Dans une interview accordée à des journalistes, Alpha  Oumar Taran Diallo leader de l’Alliance démocratique pour le renouveau (ADR) s’est longuement exprimé sur la prorogation du mandat des députés.

Le président de l’ADR  soupçonne le gouvernement de vouloir entraîner un glissement électoral pour 2020 pour leur permettre de se maintenir au cas où “leur histoire de troisième mandat” ne passerait pas.
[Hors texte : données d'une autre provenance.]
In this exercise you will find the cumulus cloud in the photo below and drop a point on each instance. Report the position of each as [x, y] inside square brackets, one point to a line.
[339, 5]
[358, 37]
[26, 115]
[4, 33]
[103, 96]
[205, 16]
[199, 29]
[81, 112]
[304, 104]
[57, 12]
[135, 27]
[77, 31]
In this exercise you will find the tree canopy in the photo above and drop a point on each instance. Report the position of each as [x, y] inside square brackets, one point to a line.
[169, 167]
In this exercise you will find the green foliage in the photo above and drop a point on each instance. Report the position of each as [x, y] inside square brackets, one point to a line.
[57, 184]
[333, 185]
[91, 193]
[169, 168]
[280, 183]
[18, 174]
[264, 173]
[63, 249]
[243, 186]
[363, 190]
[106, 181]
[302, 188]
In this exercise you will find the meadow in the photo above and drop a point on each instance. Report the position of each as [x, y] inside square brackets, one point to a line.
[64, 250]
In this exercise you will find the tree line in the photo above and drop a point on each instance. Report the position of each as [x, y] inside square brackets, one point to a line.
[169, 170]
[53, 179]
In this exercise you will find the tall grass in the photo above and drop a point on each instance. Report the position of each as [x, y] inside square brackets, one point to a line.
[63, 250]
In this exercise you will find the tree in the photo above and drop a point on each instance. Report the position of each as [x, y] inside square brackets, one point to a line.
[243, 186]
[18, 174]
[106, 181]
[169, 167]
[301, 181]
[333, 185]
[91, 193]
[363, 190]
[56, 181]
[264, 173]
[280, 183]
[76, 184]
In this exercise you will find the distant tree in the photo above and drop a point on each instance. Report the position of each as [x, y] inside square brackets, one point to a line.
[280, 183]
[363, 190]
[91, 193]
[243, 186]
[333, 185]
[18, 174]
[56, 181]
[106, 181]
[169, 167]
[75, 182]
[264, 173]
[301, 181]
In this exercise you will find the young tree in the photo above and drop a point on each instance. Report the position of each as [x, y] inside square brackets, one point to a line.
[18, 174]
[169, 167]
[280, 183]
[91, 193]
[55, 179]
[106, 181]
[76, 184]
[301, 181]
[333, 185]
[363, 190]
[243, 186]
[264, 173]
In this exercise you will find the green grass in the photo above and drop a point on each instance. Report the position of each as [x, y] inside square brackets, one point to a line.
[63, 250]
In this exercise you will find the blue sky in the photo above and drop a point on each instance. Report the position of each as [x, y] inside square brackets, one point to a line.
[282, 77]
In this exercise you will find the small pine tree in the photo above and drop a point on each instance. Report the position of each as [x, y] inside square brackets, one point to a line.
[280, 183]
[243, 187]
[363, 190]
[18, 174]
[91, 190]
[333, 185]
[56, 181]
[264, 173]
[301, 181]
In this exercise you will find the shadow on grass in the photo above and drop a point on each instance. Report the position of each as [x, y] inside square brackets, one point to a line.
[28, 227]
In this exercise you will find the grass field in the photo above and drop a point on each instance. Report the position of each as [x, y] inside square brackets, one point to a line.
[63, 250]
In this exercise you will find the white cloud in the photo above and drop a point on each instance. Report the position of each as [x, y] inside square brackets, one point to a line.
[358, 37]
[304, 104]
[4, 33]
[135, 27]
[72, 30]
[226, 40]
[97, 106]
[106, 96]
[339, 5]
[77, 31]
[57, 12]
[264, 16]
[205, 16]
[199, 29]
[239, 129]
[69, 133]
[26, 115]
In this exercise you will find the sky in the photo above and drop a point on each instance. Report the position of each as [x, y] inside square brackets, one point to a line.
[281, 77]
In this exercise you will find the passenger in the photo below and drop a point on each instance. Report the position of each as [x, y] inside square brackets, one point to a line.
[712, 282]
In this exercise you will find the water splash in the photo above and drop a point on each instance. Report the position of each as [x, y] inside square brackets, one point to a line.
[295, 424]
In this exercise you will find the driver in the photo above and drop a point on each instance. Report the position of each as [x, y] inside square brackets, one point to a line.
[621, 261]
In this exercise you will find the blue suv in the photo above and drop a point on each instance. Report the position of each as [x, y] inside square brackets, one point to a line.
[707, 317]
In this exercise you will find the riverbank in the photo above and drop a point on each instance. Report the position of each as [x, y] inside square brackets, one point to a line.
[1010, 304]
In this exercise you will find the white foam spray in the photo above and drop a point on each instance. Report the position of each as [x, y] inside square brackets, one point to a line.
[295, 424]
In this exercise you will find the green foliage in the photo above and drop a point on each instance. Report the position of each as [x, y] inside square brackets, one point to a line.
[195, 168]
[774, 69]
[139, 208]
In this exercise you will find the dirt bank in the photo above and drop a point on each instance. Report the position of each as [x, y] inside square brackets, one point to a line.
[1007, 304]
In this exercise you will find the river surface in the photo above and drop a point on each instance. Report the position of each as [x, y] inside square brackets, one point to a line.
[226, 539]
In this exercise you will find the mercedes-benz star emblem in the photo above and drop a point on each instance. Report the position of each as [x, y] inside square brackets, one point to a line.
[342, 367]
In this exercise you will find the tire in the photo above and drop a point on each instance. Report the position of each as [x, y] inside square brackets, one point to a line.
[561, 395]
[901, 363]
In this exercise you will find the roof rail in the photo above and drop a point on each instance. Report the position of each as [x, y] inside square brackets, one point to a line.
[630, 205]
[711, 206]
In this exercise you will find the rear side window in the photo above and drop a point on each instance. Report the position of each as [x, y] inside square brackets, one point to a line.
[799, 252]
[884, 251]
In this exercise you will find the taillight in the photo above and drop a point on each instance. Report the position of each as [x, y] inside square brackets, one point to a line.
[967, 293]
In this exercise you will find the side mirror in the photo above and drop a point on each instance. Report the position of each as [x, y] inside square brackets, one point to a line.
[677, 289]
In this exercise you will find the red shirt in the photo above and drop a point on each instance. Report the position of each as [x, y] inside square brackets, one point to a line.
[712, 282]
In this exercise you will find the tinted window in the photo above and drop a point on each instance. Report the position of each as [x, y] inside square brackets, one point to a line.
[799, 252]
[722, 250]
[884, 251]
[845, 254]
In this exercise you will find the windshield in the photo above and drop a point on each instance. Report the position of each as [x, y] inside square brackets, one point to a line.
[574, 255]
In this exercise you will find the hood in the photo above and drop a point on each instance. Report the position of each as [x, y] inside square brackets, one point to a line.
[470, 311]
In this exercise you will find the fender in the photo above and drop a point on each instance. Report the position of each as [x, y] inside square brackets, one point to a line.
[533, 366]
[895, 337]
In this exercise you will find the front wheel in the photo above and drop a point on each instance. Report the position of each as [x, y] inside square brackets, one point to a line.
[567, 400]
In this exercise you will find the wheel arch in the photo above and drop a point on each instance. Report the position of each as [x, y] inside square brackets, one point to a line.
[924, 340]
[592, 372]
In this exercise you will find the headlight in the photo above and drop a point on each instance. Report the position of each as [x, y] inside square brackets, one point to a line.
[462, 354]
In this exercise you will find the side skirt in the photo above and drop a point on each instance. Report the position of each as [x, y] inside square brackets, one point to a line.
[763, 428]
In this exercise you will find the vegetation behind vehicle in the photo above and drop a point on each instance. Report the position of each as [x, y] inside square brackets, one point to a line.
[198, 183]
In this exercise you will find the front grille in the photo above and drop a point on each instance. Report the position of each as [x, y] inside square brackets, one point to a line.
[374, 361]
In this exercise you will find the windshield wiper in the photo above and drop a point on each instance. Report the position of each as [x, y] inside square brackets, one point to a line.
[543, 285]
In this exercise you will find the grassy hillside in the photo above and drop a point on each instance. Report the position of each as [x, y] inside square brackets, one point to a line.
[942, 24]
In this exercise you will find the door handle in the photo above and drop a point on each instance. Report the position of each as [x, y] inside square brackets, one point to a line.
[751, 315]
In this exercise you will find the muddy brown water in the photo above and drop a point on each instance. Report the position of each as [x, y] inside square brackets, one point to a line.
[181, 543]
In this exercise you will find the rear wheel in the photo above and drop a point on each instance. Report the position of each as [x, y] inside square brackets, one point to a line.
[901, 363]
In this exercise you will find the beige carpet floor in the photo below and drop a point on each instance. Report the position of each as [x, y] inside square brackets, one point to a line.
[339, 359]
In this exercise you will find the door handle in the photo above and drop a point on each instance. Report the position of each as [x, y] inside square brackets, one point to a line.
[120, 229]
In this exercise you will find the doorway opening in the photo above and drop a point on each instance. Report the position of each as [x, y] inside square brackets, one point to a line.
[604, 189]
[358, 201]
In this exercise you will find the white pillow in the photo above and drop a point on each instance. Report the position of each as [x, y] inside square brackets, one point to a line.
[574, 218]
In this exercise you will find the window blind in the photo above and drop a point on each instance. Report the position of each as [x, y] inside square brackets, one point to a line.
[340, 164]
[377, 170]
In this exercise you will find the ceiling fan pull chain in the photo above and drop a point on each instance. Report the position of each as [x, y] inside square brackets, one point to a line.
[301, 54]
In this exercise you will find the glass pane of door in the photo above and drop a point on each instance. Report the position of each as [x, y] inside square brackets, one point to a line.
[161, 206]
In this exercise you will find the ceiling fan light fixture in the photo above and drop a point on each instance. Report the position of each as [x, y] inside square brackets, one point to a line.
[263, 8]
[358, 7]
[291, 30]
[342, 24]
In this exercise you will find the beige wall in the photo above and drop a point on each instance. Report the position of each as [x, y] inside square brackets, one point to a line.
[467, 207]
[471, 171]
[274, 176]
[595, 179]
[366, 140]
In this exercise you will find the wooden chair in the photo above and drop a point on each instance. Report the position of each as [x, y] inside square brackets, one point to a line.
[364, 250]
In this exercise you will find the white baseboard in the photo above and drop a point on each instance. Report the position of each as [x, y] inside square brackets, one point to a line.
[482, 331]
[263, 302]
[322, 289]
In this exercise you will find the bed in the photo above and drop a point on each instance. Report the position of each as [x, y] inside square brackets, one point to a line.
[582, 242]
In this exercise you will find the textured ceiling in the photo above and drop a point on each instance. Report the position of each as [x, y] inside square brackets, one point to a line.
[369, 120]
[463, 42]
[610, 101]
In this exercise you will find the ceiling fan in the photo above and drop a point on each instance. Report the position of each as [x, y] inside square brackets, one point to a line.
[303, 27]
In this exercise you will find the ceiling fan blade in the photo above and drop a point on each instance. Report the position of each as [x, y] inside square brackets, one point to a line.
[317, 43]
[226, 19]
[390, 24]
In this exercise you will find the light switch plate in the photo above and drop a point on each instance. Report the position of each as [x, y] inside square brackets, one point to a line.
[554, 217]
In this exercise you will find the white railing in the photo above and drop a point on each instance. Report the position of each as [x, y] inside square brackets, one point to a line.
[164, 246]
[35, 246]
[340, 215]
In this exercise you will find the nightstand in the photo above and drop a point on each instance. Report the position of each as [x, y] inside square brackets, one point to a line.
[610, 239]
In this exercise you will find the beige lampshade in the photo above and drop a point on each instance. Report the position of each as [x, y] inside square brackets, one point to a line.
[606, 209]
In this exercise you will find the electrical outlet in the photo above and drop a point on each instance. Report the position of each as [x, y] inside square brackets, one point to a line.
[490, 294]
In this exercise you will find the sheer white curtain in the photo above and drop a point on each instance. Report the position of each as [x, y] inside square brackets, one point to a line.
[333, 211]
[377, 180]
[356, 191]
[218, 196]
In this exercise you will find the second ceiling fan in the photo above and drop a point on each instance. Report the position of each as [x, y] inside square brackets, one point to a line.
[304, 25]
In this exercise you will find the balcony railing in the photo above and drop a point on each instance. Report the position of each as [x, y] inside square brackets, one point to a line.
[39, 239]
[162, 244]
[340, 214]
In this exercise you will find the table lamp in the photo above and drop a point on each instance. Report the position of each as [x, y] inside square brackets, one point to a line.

“Souvent, le débat est un peu biaisé parce qu’avec ce décret, les citoyens s’attaquent beaucoup plus aux députés, au lieu de s’attaquer au gouvernement qui a l’obligation d’organiser les élections à date parce que la constitution est claire. Il y a un cycle établi. Nous connaissons les différentes dates prévues pour l’organisation des élections dans notre pays. Mais, malheureusement, le gouvernement n’a pas eu la volonté nécessaire pour les organiser. Ce n’est pas tellement étonnant puisque depuis 2010 pratiquement nous vivons la même situation. Les élections communales se sont déroulées depuis un an mais jusqu’à présent on arrive pas à terminer le processus d’installation des exécutifs communaux. C’est la même fuite en avant qui est observée. Nous, nous soupçonnons le gouvernement de vouloir entraîner un glissement électoral pour 2020 pour leur permettre de se maintenir au cas où leur histoire de troisième mandat ne passerait pas. Donc, le président de la République est en train de jouer sur ça”, a-t-il entamé.

Pour cet opposant, les gens sont en train de s’attaquer aux députés au lieu de s’attaquer au gouvernement.

“C’est ce gouvernement qui devrait être chassé pour n’avoir pas organisé les élections à date”, a-t-il renchéri.

Et Monsieur Diallo de poursuivre: “Je dis aux citoyens guinéens que le combat pour 2020 commence dès maintenant là parce que si les élections législatives ne sont pas organisées comme il se doit et à date, il va y avoir un impact sur l’élection présidentielle de 2020. Nous devrions pas accepter cela. C’est une question de volonté. Si le gouvernement le veut, il va organiser des élections libres transparentes et crédibles à date. C’est bien possible. Au mois de mars, on peut si on le veut. Pour l’assainissement du fichier électoral, les préalables sont déjà faits. Il a été audité et les experts qui l’ont fait ont déposé le rapport à qui de droit. Qu’est ce qui nous empêche de dérouler le processus permettant de mettre en place les recommandations qui se trouvent dans ce rapport. Du moment que la CENI est déjà en place, je ne vois pas d’obstacles qui nous empêcheraient d’aller vers ces élections. On peut nous dire que dans trois mois ce n’est pas possible, mais dans quatre mois c’est bien possible d’organiser les législatives qui permettront d’avoir une Assemblée nationale crédible, légitime et légale afin que l’élection présidentielle puisse se dérouler comme le prévoient nos lois en 2020”.